Perche’ si chiama Mattarellum…

Il sistema proporzionale puro (o semi-puro) della I Repubblica venne sostituito, nel 1993, dopo il crollo di questa Repubblica (1992-‘93) da un sistema maggioritario a turno unico (75%), basato sui collegi uninominali, senza ballottaggio ma con recupero proporzionale a vantaggio delle liste per il restante 25%. Si trattava del Mattarellum: inizialmente la legge veniva chiamata, tra gli addetti ai lavori, ‘la Mattarella’; la declinazione in latino, peraltro dall’intento denigratorio, è figlia di un articolo pubblicato all’epoca sul Corriere della Sera dal famoso politologo italiano Giovanni Sartori. Il nome deriva, dunque, dal nome del suo ideatore e primo firmatario, l’allora deputato del PPI e oggi presidente della Repubblica, Sergio Mattarella. Il Mattarellum regolò le elezioni politiche italiane per sole tre legislature: la XII (1994), con vittoria del Polo del Buon Governo/Polo della Libertà di Berlusconi, la XIII (1996), con vittoria dell’Ulivo/desistenza con il Prc di Prodi e la XIV (2001), con vittoria della Casa delle Libertà.

Il clima politico dell’epoca: le due tornate referendarie del 1991-’93.

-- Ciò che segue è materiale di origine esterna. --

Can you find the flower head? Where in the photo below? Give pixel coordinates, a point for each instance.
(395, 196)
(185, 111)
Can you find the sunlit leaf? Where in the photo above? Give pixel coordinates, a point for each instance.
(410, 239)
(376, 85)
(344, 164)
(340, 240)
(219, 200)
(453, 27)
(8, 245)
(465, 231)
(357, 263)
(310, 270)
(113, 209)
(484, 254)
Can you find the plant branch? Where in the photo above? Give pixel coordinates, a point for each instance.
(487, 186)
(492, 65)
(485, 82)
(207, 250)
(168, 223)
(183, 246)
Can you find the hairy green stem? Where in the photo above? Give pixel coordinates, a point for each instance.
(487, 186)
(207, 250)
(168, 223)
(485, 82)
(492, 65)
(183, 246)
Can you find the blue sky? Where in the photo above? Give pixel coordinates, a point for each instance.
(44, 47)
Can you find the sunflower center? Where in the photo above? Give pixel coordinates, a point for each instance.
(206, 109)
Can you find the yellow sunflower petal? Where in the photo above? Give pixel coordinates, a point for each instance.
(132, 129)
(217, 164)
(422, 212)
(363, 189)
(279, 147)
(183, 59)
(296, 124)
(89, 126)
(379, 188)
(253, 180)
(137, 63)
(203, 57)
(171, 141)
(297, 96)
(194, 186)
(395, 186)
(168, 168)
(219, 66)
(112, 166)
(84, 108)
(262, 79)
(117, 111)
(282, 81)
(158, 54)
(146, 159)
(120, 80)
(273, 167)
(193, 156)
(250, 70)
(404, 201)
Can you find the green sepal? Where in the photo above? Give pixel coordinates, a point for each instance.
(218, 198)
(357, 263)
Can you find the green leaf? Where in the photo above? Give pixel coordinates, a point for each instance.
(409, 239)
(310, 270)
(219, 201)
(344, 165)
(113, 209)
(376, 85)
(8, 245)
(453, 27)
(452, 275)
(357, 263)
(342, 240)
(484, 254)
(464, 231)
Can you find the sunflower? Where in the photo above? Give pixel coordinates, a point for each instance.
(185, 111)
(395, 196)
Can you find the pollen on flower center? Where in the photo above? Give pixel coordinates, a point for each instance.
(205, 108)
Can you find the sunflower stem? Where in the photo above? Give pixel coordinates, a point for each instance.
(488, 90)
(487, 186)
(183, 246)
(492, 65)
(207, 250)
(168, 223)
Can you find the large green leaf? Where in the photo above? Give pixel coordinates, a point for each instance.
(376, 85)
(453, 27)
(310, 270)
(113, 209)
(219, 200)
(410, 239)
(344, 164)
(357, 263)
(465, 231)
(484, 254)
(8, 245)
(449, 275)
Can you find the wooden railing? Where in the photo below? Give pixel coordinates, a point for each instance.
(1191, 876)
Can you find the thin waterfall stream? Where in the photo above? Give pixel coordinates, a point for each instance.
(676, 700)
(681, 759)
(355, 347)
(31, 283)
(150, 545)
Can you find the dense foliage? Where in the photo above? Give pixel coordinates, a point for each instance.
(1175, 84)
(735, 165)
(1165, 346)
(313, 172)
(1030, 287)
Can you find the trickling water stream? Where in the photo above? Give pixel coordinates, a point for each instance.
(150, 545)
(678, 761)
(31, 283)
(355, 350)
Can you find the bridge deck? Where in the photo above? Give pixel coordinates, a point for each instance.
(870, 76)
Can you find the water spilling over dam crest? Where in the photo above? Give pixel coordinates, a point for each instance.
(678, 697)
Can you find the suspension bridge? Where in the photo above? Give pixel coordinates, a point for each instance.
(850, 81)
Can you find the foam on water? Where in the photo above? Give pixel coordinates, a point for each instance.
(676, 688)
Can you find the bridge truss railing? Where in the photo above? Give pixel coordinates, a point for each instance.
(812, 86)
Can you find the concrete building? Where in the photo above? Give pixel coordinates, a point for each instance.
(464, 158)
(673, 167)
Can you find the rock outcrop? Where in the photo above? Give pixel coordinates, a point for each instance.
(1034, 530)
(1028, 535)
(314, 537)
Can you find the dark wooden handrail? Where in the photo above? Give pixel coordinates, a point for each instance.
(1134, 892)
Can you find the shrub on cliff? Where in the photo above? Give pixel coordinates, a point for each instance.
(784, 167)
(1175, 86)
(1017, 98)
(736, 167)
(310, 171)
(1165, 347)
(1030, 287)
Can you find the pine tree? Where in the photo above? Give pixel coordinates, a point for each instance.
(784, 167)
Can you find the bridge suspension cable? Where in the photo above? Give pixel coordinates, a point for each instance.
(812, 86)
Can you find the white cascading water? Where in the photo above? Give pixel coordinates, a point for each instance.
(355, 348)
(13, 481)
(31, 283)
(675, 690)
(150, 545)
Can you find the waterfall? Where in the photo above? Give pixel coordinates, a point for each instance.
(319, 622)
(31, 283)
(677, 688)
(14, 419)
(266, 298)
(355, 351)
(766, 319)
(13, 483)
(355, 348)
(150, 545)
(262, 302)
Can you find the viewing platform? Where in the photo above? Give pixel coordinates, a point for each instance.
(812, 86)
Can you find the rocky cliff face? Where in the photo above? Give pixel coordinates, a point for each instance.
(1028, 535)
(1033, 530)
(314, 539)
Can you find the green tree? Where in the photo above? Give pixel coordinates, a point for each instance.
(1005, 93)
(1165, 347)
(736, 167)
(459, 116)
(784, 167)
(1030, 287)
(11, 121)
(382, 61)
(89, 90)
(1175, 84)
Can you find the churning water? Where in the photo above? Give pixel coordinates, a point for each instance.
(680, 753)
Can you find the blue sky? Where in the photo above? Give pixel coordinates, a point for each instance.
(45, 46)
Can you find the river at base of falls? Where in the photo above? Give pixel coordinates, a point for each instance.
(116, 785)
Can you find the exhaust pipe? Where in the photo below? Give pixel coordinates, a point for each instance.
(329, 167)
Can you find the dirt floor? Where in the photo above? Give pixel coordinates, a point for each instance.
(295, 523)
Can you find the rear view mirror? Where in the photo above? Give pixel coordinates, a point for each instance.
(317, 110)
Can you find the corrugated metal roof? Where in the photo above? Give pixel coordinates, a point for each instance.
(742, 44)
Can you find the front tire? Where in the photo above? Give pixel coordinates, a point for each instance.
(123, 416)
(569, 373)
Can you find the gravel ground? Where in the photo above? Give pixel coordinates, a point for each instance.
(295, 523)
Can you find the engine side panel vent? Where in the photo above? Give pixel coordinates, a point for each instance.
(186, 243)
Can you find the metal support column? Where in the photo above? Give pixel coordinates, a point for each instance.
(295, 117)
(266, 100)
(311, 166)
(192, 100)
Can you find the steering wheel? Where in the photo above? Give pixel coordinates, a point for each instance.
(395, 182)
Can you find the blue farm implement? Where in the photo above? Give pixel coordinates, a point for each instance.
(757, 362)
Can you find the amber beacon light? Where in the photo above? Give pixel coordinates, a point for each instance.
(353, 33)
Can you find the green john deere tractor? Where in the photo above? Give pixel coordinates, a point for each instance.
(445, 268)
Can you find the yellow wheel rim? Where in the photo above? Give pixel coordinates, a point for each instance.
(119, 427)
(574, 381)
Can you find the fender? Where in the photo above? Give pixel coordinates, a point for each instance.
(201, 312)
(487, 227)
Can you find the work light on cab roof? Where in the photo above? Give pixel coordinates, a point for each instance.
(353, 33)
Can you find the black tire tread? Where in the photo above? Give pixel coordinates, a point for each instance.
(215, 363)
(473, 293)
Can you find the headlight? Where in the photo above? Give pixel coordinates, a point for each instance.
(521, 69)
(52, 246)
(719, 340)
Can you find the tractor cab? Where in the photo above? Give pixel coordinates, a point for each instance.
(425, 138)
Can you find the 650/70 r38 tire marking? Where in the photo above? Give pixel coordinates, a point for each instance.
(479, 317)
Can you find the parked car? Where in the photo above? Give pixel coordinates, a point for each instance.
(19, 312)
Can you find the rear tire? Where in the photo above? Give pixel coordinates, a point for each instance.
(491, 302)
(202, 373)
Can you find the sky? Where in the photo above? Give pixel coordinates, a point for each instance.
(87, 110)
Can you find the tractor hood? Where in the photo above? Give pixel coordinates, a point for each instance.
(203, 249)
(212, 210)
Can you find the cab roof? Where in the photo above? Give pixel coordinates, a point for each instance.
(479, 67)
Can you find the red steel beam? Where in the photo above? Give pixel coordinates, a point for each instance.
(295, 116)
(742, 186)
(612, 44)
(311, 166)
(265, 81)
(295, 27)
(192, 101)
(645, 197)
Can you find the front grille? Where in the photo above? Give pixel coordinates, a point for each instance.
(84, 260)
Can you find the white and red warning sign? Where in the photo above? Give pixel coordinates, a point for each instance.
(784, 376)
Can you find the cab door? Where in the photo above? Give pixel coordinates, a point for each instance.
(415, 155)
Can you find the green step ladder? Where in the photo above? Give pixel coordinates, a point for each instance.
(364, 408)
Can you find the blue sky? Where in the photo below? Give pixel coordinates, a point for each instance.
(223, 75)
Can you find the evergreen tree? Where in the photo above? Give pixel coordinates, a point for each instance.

Essendo qui impossibile ripercorrere le vicende e il clima politico che, in quegli anni (‘92-’93), portarono alla scelta del legislatore di abbandonare il sistema proporzionale per quello maggioritario (scelta politologica ‘di sistema’ in quanto profondamente diversi e ispirati a criteri del tutto asimmetrici se non del tutto opposti), basti dire che la legge detta Mattarellum venne attuata in seguito a due ondata referendarie: quella del 1991 che abolì il sistema delle pluri-preferenze dal sistema proporzionale in uso fino a quel momento a favore della preferenza unica (prima tornata dei cd. ‘referendum Segni’) e quella del 18 aprile 1993 che abrogò la quota di riparto proporzionale per favorirne un effetto iper-maggioritario. Vennero di conseguenza ideate, discusse e varate, all’interno di un Parlamento scosso e falcidiato dalle vicende di Tangentopoli – quello eletto ancora con il proporzionale nel 1992 (XI legislatura) e dove, dunque, erano ancora presenti le principali forze politiche della Prima Repubblica (Dc, Psi, Psdi, Pri, Pli), più alcune nuove (Pds, Verdi, Lega Nord, Rete) e alcune vecchie e nuove (Msi) – le leggi del 4 agosto 1993 n. 276 e n. 277 che introdussero il nuovo sistema elettorale. Esse furono votate da quasi tutti i partiti presenti in Parlamento (con l’eccezione di Prc, Rete da una parte e Msi dall’altra, che si erano anche opposte, per ragioni diverse, alla tornata referendaria maggioritaria del 1993).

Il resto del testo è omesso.